It is the tradition in the Watts family that we select our Christmas tree in the weekend following Thanksgiving. As newcomers to Thomasville, we were thrilled to discover Hubbard Christmas Tree Farm; until this point in our lives, we had always purchased a pre-cut tree. The notion of cutting my own Christmas tree seemed like, well…..a very family-man-like thing to do.
We sauntered into the field armed with a short, and what we would discover to be, rather dull bow saw. It took some time to find the tree that met our critical and lofty standards. There it was, in the back row: the sweeping Virginia Pine that captivated all of us.
To my knowledge, there is no graceful way to saw a Christmas Tree. It involves laying on one’s side while executing spastic and fitful motions. After more time than I am willing to admit, the tree was finally parted from the ground and would be shaken, netted, and placed on the top of our Honda Pilot.
In the field, I discovered it can be difficult to gauge the size of a tree. It turned out that we had purchased a ten-foot tree. This was a challenge, since we have ten-foot ceilings in our home. With a few pinpointed snips at the top, we were able to put the tree in the stand.
It wobbled. We thought, perhaps, that the next morning that the branches would drop, thereby adding stability to the structure. However, it was still wobbly the next morning. We considered decorating it, nonetheless; however, we envisioned it collapsing on top of our remarkably un-agile cat or finding one of the boys pinned beneath its massive trunk.
Of course, we were able to buy a base that was designed for such a grand beast and it is now beautifully decorated for all of our guests to see.

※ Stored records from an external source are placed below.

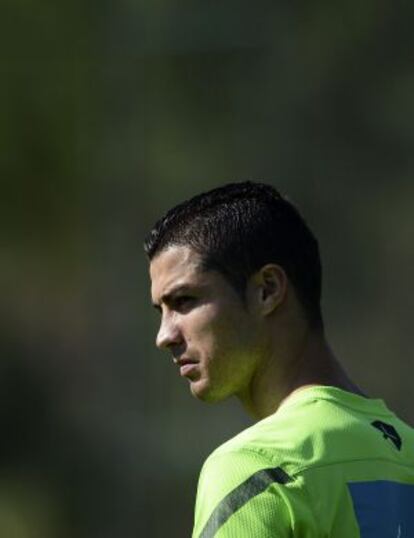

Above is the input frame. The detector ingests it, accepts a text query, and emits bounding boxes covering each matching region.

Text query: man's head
[145,181,322,329]
[145,182,322,401]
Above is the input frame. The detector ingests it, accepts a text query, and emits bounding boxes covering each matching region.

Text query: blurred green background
[0,0,414,538]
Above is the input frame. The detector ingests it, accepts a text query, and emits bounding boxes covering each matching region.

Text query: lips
[174,359,197,377]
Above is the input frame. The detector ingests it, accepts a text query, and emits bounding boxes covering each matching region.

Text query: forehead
[150,245,206,300]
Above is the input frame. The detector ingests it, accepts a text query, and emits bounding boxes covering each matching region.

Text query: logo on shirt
[371,420,402,450]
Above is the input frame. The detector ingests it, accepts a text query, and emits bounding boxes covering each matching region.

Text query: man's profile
[145,182,414,538]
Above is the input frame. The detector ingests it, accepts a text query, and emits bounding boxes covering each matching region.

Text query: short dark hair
[144,181,323,328]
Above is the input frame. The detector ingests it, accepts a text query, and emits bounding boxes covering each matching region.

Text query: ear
[252,264,288,316]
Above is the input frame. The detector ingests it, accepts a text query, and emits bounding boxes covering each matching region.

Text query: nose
[155,316,182,349]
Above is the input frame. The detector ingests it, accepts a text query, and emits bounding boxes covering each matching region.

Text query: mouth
[174,358,197,377]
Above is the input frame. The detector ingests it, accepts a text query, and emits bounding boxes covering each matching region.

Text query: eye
[174,295,196,313]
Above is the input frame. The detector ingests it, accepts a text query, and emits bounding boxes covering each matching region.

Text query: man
[145,182,414,538]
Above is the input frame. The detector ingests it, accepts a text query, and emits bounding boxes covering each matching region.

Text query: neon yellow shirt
[193,386,414,538]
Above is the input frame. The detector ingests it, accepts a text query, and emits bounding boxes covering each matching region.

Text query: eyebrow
[152,284,193,311]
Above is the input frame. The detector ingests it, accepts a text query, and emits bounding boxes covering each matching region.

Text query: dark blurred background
[0,0,414,538]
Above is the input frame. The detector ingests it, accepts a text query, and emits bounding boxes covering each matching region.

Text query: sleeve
[193,450,293,538]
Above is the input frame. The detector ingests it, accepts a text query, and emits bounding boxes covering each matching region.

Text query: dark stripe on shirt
[200,467,292,538]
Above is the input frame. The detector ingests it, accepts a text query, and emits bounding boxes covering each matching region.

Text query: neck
[238,322,362,420]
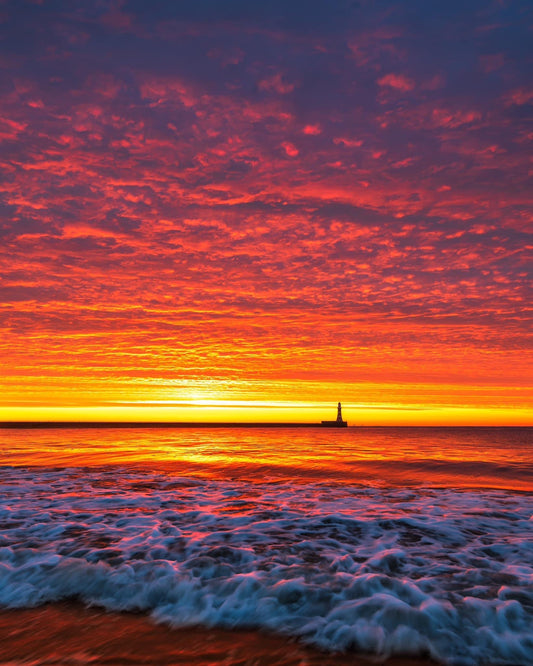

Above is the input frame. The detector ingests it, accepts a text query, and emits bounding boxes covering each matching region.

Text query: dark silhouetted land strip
[0,421,340,429]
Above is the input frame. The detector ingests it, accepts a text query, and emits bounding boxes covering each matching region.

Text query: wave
[0,468,533,665]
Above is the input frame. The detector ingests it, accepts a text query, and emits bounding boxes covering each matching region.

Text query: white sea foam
[0,468,533,665]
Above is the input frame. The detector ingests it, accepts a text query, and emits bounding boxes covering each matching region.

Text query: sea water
[0,428,533,665]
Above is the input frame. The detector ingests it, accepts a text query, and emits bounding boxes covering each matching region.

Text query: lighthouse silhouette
[322,402,348,428]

I do not assume that everyone reading this comes from a faith tradition that celebrates Christmas. However, it is safe to assume that we have all seen a Christmas tree. We all tend to look at the lights, ornaments, garland, and candy canes. We do not look at the base. However, that is what holds the whole thing together. In fact, this is what holds us all together.
Consider your base:
- How does a basketball player get a higher free-throw percentage? By practicing free throws.
- How do you become a good debater? By losing a lot of arguments.

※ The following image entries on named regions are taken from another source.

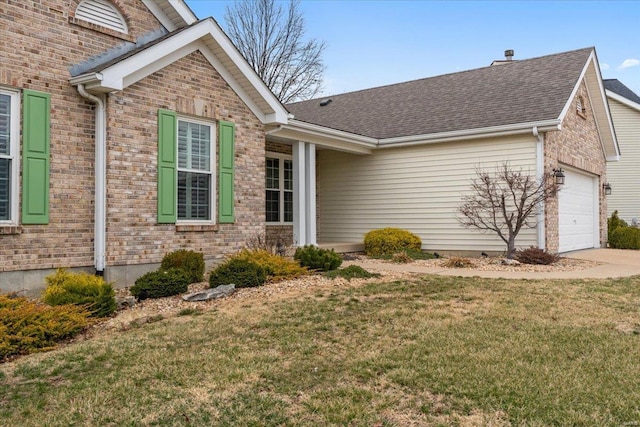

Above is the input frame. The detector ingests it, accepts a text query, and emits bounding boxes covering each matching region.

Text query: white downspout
[532,126,547,250]
[77,84,107,276]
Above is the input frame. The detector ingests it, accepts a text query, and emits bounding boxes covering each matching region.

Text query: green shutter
[158,110,178,224]
[22,89,51,224]
[218,121,235,223]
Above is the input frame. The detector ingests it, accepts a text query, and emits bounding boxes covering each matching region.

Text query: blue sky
[186,0,640,95]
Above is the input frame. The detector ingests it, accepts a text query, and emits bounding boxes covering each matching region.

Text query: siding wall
[317,135,537,252]
[607,99,640,222]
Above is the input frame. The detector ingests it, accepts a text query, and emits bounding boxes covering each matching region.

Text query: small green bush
[442,256,475,268]
[42,268,116,317]
[129,268,189,300]
[230,249,309,282]
[609,227,640,249]
[293,245,342,271]
[0,295,91,361]
[325,265,380,280]
[516,246,560,265]
[364,227,422,257]
[607,211,629,236]
[160,249,204,283]
[209,258,267,288]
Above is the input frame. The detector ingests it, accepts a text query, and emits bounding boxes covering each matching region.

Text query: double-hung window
[266,153,293,223]
[0,89,20,224]
[177,118,215,221]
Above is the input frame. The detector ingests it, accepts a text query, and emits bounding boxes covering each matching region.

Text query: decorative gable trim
[75,0,129,34]
[70,19,288,124]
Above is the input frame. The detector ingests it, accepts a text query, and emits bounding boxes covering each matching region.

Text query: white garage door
[558,170,599,252]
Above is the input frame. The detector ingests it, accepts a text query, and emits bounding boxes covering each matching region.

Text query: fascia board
[378,119,560,148]
[204,18,289,123]
[606,89,640,111]
[558,50,594,123]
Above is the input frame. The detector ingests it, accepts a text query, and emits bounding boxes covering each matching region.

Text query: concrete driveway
[344,249,640,279]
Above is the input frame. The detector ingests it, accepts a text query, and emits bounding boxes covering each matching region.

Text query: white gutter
[378,119,561,148]
[77,84,107,276]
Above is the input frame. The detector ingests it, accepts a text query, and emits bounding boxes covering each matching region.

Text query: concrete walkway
[343,249,640,279]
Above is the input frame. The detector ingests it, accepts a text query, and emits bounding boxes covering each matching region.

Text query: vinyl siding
[318,136,537,251]
[607,99,640,222]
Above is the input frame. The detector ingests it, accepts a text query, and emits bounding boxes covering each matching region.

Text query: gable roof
[70,18,288,124]
[287,48,593,139]
[603,79,640,109]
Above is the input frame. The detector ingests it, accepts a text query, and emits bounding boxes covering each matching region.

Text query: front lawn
[0,276,640,427]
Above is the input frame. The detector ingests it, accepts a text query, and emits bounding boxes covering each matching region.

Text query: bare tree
[458,162,558,258]
[224,0,325,103]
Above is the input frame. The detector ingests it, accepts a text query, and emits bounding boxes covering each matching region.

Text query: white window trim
[0,88,20,226]
[265,151,295,225]
[176,115,218,225]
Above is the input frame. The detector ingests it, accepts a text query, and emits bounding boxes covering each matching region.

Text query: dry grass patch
[0,276,640,427]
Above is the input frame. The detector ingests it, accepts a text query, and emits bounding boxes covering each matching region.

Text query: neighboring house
[0,0,287,292]
[267,48,619,253]
[604,79,640,224]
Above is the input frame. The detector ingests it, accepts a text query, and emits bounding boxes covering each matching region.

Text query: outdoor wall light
[553,168,564,185]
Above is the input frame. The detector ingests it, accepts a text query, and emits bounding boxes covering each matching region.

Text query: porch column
[305,144,317,245]
[292,141,307,246]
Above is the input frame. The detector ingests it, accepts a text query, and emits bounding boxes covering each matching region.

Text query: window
[265,153,293,223]
[0,90,19,224]
[177,119,213,221]
[76,0,129,34]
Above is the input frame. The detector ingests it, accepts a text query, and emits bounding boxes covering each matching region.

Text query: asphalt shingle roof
[603,79,640,104]
[286,48,593,139]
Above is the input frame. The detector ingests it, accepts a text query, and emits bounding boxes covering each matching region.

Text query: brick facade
[0,0,265,290]
[544,81,607,252]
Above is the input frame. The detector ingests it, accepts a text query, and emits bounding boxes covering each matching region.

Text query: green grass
[0,276,640,426]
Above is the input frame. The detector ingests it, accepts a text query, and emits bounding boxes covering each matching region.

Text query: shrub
[293,245,342,271]
[609,226,640,249]
[442,256,475,268]
[516,246,560,265]
[391,252,413,264]
[230,249,309,282]
[42,268,116,317]
[607,211,629,236]
[325,265,380,280]
[160,249,204,283]
[364,227,422,257]
[209,258,267,288]
[0,295,91,361]
[129,268,189,300]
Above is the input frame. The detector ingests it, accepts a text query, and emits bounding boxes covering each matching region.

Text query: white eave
[142,0,198,31]
[560,49,620,161]
[606,89,640,111]
[70,18,288,124]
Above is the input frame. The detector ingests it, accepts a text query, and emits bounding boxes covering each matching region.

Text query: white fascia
[70,19,289,124]
[272,119,378,154]
[378,119,561,148]
[142,0,198,31]
[606,89,640,111]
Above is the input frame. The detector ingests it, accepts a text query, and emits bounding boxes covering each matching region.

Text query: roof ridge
[286,46,595,105]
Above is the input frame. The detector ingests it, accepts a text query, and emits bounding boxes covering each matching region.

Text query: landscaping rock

- How does a cross-country runner achieve a sub-20 minute 5K? By logging big miles in the summer.
- How do you become an accomplished poet? By writing a lot of bad poetry along the way… and not giving up.
- How does an offensive lineman create space for a ball carrier to run? By lifting heavy weights in pre-season.

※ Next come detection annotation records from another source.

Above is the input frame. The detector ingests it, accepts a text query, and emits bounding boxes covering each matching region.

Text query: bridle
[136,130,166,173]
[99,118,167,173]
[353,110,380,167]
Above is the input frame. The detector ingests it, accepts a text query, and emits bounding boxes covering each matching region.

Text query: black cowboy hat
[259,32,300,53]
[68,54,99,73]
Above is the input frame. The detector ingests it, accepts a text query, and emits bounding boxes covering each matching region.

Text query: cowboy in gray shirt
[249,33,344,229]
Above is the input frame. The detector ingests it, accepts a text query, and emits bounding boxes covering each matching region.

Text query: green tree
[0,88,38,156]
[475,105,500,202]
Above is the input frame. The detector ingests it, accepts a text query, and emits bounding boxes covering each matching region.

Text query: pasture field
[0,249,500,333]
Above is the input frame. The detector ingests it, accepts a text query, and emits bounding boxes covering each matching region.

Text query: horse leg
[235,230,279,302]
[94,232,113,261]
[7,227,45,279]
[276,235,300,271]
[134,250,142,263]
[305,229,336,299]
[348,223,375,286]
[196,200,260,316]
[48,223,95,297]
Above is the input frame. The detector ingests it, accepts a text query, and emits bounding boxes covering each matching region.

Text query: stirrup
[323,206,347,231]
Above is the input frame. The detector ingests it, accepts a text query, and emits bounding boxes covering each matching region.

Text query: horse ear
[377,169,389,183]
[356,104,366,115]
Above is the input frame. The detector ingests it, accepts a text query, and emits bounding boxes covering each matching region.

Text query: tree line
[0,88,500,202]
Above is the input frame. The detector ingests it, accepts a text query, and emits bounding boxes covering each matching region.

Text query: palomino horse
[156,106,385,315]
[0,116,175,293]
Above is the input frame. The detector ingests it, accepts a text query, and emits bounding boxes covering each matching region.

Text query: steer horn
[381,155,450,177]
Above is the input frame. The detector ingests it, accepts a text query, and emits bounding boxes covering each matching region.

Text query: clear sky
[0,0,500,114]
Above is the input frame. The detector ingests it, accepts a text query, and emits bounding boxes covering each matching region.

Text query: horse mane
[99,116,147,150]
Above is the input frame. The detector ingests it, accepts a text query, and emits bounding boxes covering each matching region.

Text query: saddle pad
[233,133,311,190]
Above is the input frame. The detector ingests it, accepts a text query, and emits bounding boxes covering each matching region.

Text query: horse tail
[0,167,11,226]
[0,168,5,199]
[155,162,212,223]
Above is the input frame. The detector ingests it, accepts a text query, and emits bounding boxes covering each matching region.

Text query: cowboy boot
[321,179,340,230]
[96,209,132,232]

- And, as I have learned recently, it takes a lot of boxes of shells to be able to regularly break clay targets in the air (I’m not quite there yet).
A book that I recommend is The Talent Code by Daniel Coyle. The thesis of the book is that talent is not innate. It is a function of deep practice and many hours of focused practice and rehearsal. It is also the result of a growth mindset in the student that is supported by caring and attentive parents and teachers.
There is research to support that it takes ten thousand hours of practice to develop a world-class talent. Andre Agassi hit hundreds of balls daily before becoming an icon in tennis. Wolfgang Amadeus Mozart’s father, Leopold, quit his own job as a professional musician to devote his instruction entirely to his young son’s musical education for years before Mozart could write his own operas. The Beatles played hundreds of gigs to small audiences before making it big.
Take a look at the base next time.
Your children will grow tall and will be decorated and ornate. However, it is the foundation that is truly most important. Their preparation, practice, and habits will be the basis for what they can do. Their morals, integrity, standards, and compassion will inform who they are.
It’s all about that base.
This blog is a twist on a devotion that I shared with the Middle and Upper School students last Friday. I look forward to sharing my thoughts on education, child development, and life at Brookwood and in Thomasville in the future posts.